2.1.1 Fraction of Native Contact in Predicted Interface

$F_{nat}$ in CAPRI(Lensink et al., 2007) indicates the fraction of native contacts preserved in the contacts of the predicted model. Because of the great improvement in the prediction accuracy of monomer, the prediction accuracy of intra-chain contacts in the complex has reached a high level, and inter-chain contacts are currently the main factor affecting the overall prediction accuracy of the structure. In order to characterize intra-chain contacts and inter-chain contacts in the complex separately, we extend $F_{nat}$ to intra- $F_{nat}$ and inter- $F_{nat}$ , where inter- $F_{nat}$ represents the fraction of native inter-chain contacts appeared in the predicted model, and intra- $F_{nat}$ represents the fraction of native intra-chain contacts appeared in the predicted model.

2.1.2 Distance Difference Map

Obviously, two similar structures tend to have similar distance maps, so the starting point is to compare the difference of distance maps between structures to obtain their similarity.
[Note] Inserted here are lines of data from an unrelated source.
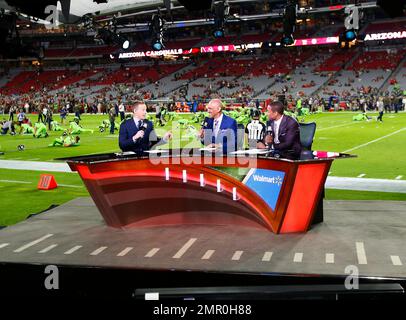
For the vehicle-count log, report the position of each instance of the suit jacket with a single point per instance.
(288, 136)
(128, 129)
(227, 134)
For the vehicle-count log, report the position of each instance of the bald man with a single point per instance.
(137, 134)
(219, 130)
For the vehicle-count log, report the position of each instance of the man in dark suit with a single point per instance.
(137, 134)
(218, 130)
(283, 133)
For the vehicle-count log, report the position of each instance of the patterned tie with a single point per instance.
(216, 122)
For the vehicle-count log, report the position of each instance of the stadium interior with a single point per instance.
(328, 61)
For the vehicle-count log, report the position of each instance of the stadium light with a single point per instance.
(350, 35)
(157, 28)
(221, 10)
(289, 22)
(106, 36)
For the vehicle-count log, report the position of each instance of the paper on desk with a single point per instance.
(208, 149)
(156, 151)
(251, 151)
(126, 153)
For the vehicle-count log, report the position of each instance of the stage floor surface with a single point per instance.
(368, 234)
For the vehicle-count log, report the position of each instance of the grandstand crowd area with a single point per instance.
(323, 77)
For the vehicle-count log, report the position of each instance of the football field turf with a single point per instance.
(380, 147)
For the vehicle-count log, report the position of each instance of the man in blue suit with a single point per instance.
(219, 130)
(137, 134)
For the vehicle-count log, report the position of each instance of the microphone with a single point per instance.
(204, 123)
(143, 127)
(269, 133)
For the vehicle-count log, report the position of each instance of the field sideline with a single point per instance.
(380, 148)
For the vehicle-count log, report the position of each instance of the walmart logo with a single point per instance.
(273, 180)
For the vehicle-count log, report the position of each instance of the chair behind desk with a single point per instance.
(240, 136)
(307, 132)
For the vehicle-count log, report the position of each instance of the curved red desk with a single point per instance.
(280, 195)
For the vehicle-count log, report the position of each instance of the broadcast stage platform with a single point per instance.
(370, 235)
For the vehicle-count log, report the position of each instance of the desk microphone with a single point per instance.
(204, 123)
(269, 132)
(143, 127)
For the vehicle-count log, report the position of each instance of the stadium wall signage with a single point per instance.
(385, 36)
(227, 47)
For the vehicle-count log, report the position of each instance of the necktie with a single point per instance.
(216, 122)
As shown in Equation.1, distance difference map $\widetilde{D}$ represents the absolute value of the difference between the distance map of ground truth $D_{g}$ and predicted model $D_{p}$ . The element size in $\widetilde{D}$ represents the similarity of the position of corresponding residues pair in the structures, and a smaller value means that the two structures are more similar at that residues pair. Since distance matrix can be calculated by single structure, so the superimposition operation can be skipped after getting common residues of a pair of structures.

\widetilde{D}=|D_{g}-D_{p}|\vspace*{-5pt}

(1)

2.2 Mask and Weight Matrix

It is not reasonable to consider the difference of each pair of residues with the same importance, so consider a weight matrix acting on the distance difference matrix. The value of the element in the weight matrix represents the importance of the distance difference of the corresponding position of the residues pair, which is determined by i) whether a pair of residues is in contact, ii) whether it is from intra-chain or inter-chain, and iii) from which chain respectively if from inter-chain. The objective of our consideration is to focus more on the inter-chain, contact residues. And if the residues pair are located in two different chains, the closer contact between the two chains have, the more emphasis on the evaluation of the residues pair from these two chains. To represent the location of the three types of residue pairs above, we define the corresponding mask matrices: The inter-chain/intra-chain mask matrix $M_{I}$ is a binary matrix where the corresponding position of the intra-chain residues pair is 1 and the corresponding position of the inter-chain residues pair is 0 (as Fig. 2 left 1); For a chains set $\mathbb{C}$ of a structure, $M_{jk}$ is another binary matrix, the corresponding position of the residues pair from chain $j$ and chain $k$ is 1 ( $j,k\in\mathbb{C}$ ), otherwise the corresponding position is 0 (as Fig. 2 right 1-3); And the mask matrix $M_{C}$ which represents whether a residues pair is in contact, is exactly the native CI map $CI_{g}$ .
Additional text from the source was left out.